161104, NoSQL database: Key/value type of LEVELDB introduction and Java implementation

Source: Internet
Author: User
Tags new set

Summary : LEVELDB is a very efficient KV database implemented by Google, capable of supporting billion levels of data. There is also a very high performance at this level, thanks largely to its good design. Especially the LSM algorithm. LevelDB is a single-process service with very high performance on a 4-core Q6600 CPU machine, with write data exceeding 40w per second, while random read performance exceeds 10w per second.

Principle (you can see the relevant schematic diagram easier to understand, very similar to some of the components of Hadoop implementation)


1. Files

The implementation of LEVELDB is similar to a tablet (Google) in BigTable, except that the underlying file organization is slightly different.

Each database has a series of local files that have different types of files:

log File

The log file stores a sequence of the most recent update operations, each updated (update) is append to the end of the current log file, and when the size of the log file reaches a predetermined size, the log file is converted to a sorted Table (. sst) file, and then scroll through the creation of a new log file to hold the updates for later operations.

The data copy of the current log file is stored in a memory structure called memtable. Each read operation accesses memtable, so these update data can be reflected in the read operation.

Sorted tables (referred to as SST)

The Sorted table (. sst) file stores a sequence of entries sorted by key, each entry can be a key-value, or a delete tag for a key (marker). (The delete tag can mask the older data saved in the previous SST file, i.e. if a key is marked for deletion, then data about this key in the previous SST file will not be read)

Sorted tables is organized at levels (level), the SST generated by the log file is placed in a special young level-that is, level-0, when the number of SST files in young levels exceeds one threshold (4), These young files will be merged with files in Level-1 that have overlapping data and generate a new sequence of level-1 files (each new file size bit 2M).

Note: The meaning of "overlap" is that the key interval exists in two files. Keys are strictly sorted in SST files.
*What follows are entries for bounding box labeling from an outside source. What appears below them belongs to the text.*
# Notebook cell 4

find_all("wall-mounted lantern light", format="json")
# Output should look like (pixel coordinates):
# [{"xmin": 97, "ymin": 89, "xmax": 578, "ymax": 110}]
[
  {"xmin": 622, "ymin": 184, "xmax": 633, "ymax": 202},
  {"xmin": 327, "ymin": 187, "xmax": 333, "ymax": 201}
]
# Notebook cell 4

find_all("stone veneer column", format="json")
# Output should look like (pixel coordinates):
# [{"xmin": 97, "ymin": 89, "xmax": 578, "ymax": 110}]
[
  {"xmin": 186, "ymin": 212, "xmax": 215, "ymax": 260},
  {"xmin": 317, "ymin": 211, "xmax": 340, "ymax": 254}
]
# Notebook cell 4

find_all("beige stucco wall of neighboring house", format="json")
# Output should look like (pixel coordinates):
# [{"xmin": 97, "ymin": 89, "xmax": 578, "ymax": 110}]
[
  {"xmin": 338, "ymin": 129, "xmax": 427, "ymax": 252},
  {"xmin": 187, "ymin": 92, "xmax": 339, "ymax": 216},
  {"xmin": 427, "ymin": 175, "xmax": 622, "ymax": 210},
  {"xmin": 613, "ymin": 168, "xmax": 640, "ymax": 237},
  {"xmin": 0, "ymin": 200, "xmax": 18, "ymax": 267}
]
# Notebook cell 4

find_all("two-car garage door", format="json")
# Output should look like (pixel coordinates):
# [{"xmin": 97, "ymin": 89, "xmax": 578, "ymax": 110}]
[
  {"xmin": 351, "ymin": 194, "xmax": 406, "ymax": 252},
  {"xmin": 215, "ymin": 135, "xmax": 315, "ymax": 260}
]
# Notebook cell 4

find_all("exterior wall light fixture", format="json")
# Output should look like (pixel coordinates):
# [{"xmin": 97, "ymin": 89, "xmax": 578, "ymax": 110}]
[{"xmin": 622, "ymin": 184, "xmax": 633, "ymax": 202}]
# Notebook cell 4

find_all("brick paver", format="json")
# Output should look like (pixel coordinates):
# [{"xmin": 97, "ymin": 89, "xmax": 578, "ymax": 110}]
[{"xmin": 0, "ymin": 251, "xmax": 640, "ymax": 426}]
The files in the young level may contain overlapping keys, but the SST files in other level will only contain different "non-overlapping" keys intervals. If level-l, where L >= 1, when the total size of the SST file in Level-l reaches (10^l) MB (for example level-1 bit 10mb,level-2 bit 100MB), then a file in Level-l will be and level-(l+1) The files that have the keys overlap (overwrite) merged and generate a new set of level-(l+1) files. This writes merge, which allows you to migrate the latest updates from young to the highest level with only a batch of file read and write operations.

Manifest (list)

The manifest file lists the SST files that make up each level, along with the corresponding key intervals, and includes some important metadata. When database is reopened, a new manifest file is created (the file hit contains a new number sequence). Manifest file format like log, "serving data" changes (such as SST file creation, deletion) operation will be append to this log.

Current

The current file is a simple text file that holds the name of the currently up-to-date manifest file.

Others: slightly

2, Level 0

When the size of the log file grows to a certain size (default 1M):

    • Create a new memtable and log file to hold the updates for later operations.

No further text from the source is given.